Yes this seems quite reasonable for dealing with that part of the problem.

>> Do the log messages already contain the appropriate timestamps from the original log call, or is that added when the log message is actually output to the destination?
> 
> Current implementation can guarantee both of them.

I'm not sure what that means as I only expect there to be one timestamp. 
I'm just not sure if it is recording the time at which the log call was 
made, or the time (later) when that log record was actually written out?

> I have to say that we may over-thinking here. 

Possibly. :) But best to flesh this out now rather than trying to chase 
down issues later that may not become apparent for a while.

> There are 3 situations where we used flush(). they all belong to "two-thread situation". one log writer thread. the other thread invokes `flush()`.
> 
> 1. termination.
> 2. abortion
> 3. gtest.
> 
> It seems that only os::abort() is tricky.  I understand that it will execute with other parallel threads. Actually, I used to run into problem for this one. TEST="gtest:os.page_size_for_region_with_zero_min_pages_vm_assert_test", which trigger segfault on purpose. Now it works fine.
> 
> What do you think about my workaround?

I like it.

> If you still feel os::abort() is unsafe, how about we just remove flush() from os::abort().

I think doing a hard wait() when aborting is risky - but again I'd like 
to hear other opinions on that (paging @stuefe!).

Not flushing on abort is one option. If we can pass through to write() 
the fact that we are aborting then another option would be to simply 
skip the write if the try_wait fails.

> I have to say that write() is pretty frequent, and buffer is always empty().

Using what applications and logging settings?
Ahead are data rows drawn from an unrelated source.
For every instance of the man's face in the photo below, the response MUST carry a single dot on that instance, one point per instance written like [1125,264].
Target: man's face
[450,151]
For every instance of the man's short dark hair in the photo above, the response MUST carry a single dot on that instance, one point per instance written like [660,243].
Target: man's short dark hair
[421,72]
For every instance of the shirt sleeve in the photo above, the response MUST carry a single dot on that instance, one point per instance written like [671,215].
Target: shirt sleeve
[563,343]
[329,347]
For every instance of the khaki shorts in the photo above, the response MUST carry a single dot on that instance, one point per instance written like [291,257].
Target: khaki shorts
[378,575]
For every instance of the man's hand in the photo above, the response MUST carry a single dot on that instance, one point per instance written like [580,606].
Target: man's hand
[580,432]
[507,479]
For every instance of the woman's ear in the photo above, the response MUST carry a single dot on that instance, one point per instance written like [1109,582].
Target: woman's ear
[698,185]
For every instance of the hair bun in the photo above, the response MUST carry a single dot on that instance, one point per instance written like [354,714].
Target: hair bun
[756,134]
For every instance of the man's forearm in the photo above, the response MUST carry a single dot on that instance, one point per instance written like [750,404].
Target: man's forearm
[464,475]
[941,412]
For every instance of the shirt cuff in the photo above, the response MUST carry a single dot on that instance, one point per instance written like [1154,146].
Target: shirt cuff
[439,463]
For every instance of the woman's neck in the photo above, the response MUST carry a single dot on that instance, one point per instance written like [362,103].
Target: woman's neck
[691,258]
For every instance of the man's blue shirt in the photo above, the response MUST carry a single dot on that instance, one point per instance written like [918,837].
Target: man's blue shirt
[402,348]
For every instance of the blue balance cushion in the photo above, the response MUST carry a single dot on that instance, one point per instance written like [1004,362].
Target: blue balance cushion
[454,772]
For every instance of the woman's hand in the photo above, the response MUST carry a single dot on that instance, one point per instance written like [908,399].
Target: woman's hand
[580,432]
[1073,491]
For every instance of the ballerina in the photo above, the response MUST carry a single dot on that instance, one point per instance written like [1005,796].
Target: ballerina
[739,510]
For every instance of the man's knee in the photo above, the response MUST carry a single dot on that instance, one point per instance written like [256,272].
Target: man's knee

If the buffer is nearly always empty and so it is very unlikely that the 
final flush will have much, if anything to do, then arguably you don't 
need the io_sem complexity, as at worst you will potentially see a 
handful of log messages out-of-order.

PS. Testing tiers 1-3 on our CI went okay.

Thanks,
David

> -------------
> 
> PR: https://git.openjdk.java.net/jdk/pull/3135
>